Klaviersonate Nr. 18 «Die Jagd»

Jeden Freitag gibts Beethoven: Zu seinem 250. Geburtstag blicken wir wöchentlich auf eines seiner Werke. Heute auf die Sonate für Klavier Nr. 18 Es-Dur «Die Jagd».

Ausschnitt aus dem Beethoven-Porträt von Joseph Karl Stieler, ca. 1820

Nachdem im «Heiligenstädter Testament» die Sorge um den fortschreitenden Verlust des Gehörs, die gesellschaftliche Isolation und bereits überwundene Suizidgedanken einen Höhepunkt und ihre Katharsis gefunden hatten (es handelt sich um einen am 6. Oktober 1802 verfassten, jedoch nie abgesandten Brief an seine beiden Brüder), setzte Beethoven auch schöpferisch neu an. So soll er (nach der Erinnerung von Carl Czerny) dem befreundeten Wenzel Krumpholtz gestanden haben: «Ich bin mit meinen bisherigen Arbeiten nicht zufrieden. Von nun an will ich einen neuen Weg betreten.» Bereits Czerny bezog diese Aussage auf die Klaviersonaten op. 31, mit denen Beethoven tatsächlich die Gattung neu und anders denkt. Dies betrifft nicht nur die Sturm-Sonate (op. 31/2), sondern auch die Sonate G-Dur (op. 31/1), die beide gemeinsam im April 1803 bei Hans Georg Nägeli in Zürich als Heft 5 des Répertoire des Clavicinistes im Druck erschienen. Erst im November 1804 folgte als Heft 11 die Sonate Es-Dur op. 31/3 zusammen mit einem Nachdruck der Pathétique op. 13, da Beethoven die von Nägeli erwartete vierte Sonate nicht mehr lieferte. – Das Répertoire des Clavicinistes bildete übrigens den modernen Gegenpart zur Serie der Musikalischen Kunstwerke in der strengen Schreibart, die Nägeli mit dem Wohltemperierten Klavier eröffnet hatte.
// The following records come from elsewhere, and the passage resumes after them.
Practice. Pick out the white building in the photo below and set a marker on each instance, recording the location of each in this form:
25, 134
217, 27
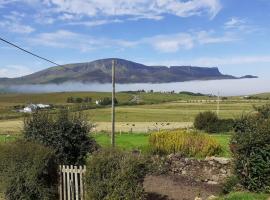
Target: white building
32, 107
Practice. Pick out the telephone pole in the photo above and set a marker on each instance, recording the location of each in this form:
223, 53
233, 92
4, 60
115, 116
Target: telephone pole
113, 106
218, 106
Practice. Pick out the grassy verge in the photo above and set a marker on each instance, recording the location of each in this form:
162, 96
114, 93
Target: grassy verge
245, 196
8, 138
224, 141
139, 141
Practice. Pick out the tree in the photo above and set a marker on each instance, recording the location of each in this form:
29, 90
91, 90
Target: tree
251, 150
66, 133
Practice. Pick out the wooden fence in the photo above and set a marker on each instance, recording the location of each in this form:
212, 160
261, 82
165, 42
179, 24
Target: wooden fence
71, 186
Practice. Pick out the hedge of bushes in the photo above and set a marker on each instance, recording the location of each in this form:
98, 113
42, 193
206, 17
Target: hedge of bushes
190, 144
208, 121
27, 171
250, 147
112, 174
67, 133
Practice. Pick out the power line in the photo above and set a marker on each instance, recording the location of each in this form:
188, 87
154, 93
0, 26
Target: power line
33, 54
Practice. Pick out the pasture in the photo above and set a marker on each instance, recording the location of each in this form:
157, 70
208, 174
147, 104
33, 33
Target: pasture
139, 141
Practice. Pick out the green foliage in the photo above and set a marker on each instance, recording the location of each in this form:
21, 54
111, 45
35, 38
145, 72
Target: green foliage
244, 196
66, 133
205, 121
107, 101
230, 184
79, 100
250, 146
115, 175
27, 171
208, 121
188, 143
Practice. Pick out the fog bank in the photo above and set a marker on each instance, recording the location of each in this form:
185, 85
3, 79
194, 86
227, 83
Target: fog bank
224, 87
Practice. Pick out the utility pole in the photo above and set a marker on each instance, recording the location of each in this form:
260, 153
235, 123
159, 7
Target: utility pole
113, 106
218, 106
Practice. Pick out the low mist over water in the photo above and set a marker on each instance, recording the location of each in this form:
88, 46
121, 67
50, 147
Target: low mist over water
224, 87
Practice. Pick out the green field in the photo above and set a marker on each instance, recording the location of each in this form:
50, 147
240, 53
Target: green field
171, 111
139, 141
245, 196
156, 107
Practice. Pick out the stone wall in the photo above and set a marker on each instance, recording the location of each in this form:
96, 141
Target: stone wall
213, 170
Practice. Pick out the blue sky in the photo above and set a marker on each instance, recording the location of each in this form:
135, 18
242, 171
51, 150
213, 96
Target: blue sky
230, 34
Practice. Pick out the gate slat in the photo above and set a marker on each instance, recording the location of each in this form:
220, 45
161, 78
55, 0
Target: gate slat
71, 182
76, 184
60, 183
65, 181
68, 182
81, 183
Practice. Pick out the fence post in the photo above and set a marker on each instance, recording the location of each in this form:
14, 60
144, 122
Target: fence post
60, 183
76, 183
68, 182
71, 182
64, 179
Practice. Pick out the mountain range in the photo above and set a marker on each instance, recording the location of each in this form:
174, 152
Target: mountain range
126, 72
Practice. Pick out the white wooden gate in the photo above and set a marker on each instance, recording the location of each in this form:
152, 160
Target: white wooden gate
71, 185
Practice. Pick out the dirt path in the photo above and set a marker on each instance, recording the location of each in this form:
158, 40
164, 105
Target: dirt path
177, 188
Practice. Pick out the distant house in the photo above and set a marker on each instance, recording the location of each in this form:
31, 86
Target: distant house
98, 102
33, 107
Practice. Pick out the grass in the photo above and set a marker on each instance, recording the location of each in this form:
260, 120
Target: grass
139, 141
224, 141
169, 112
245, 196
125, 141
8, 138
Neben Clementi, Cramer, Dussek und Steibelt befand sich Beethoven dort mit seinen Sonaten in bester Gesellschaft. Der musikalische Anspruch der Serie war hoch angesetzt, wie aus einer verschiedentlich publizierten Annonce hervorgeht: «Es ist mir zunächst um Klavier-Solos in grossem Styl, von grossem Umfang, in mannichfaltigen Abweichungen von der gewöhnlichen Sonaten-Form zu thun. Ausführlichkeit, Reichhaltigkeit, Vollstimmigkeit soll diese Produkte auszeichnen.» Gestochen wurde die Ausgabe in Paris, sodass der Postweg nach Wien für einen ordentlichen Korrekturumlauf zu weit und zu langwierig war. Beethovens Sonaten erschienen daher mit zahlreichen Fehlern, Opus 31/1 gar mit einem unautorisierten viertaktigen Einschub. Beethoven soll ungehalten reagiert haben und veranlasste nur wenig später eine Neuausgabe bei Simrock in Bonn mit dem bezeichnenden Zusatz «Edition tres Correcte».

Ungewöhnlich sind alle drei Werke. In Opus 31/3 greift Beethoven nach einer ganzen Reihe von formalen Experimenten nochmals die viersätzige Anlage auf – um sie dann bis zur Hammerklaviersonate op. 106 ruhen zu lassen. Zugleich setzt er sich über die gängige Reihenfolge der beiden Mittelsätze hinweg. Die musikalischen Parameter von langsamem Satz und Tanzsatz sind darüber hinaus gepaart, verschränkt, vertauscht und doch gegeneinandergesetzt: An zweiter Stelle steht ein wunderbar sonores, vielfach in Baritonlage gehaltenes Scherzo im eigenwilligen 2/4-Takt (Allegretto vivace), gefolgt von einem ruhig hinfliessenden Menuetto älterer Prägung im 3/4-Takt (Moderato e grazioso). Auch der Beginn des Kopfsatzes ist mehrdeutig: Was zunächst wie eine im Tempo reduzierte Einleitung anmutet, stellt sich als Hauptthema des Satzes heraus. Das brillante, den Ambitus des Klaviers virtuos durchmessende Finale geht nach Carl Czerny auf eine Improvisation zurück, als Beethoven «einen Reiter an seinem Fenster vorbeigaloppieren sah». Angesichts des rasenden Tempos (Presto con fuoco) und der überraschenden harmonischen Ausweichungen drängt sich freilich der Eindruck auf, dass es sich eher um einen wilden Parforceritt gehandelt haben muss.